Jemmy mengatakan, proyek percontohan untuk mengadakan pusat penjualan tekstil ditargetkan pada Agustus 2020 di Bandung. Proyek ini akan dihadirkan secara digital melalui katalog elektronik yang akan menjadi tempat bagi pelaku UMKM untuk berbelanja.
”Jadi, nantinya pelaku UMKM bisa membeli tekstil, misalnya hanya 5 atau 10 meter. Kalau proyek ini sukses, kami akan hadirkan juga di setiap provinsi sehingga memberi kemudahan bagi UMKM yang selama ini jarang dilirik, padahal berpotensi besar,” kata Jemmy.

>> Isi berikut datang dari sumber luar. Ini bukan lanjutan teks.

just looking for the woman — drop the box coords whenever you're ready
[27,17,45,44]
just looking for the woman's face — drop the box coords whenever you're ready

Besarnya penyerapan bahan baku oleh pelaku UMKM di bidang mode dirasakan oleh Direktur Perusahaan Asia Pacific Rayon Basrie Kamba. Asia Pacific Rayon merupakan produsen serat terintegrasi pertama dan terbesar di Indonesia yang memproduksi serat rayon sebagai bahan baku industri tekstil dengan kapasitas produksi mencapai 240.000 ton per tahun.
”Saat banyak pusat perbelanjaan sulit bernapas, pelaku UMKM ternyata cukup banyak menyerap bahan rayon dalam negeri yang kami produksi. Untuk itu, kami juga ingin bekerja sama dengan asosiasi dalam membantu pelaku UMKM memenuhi kebutuhan bahan baku tekstil,” kata Basrie.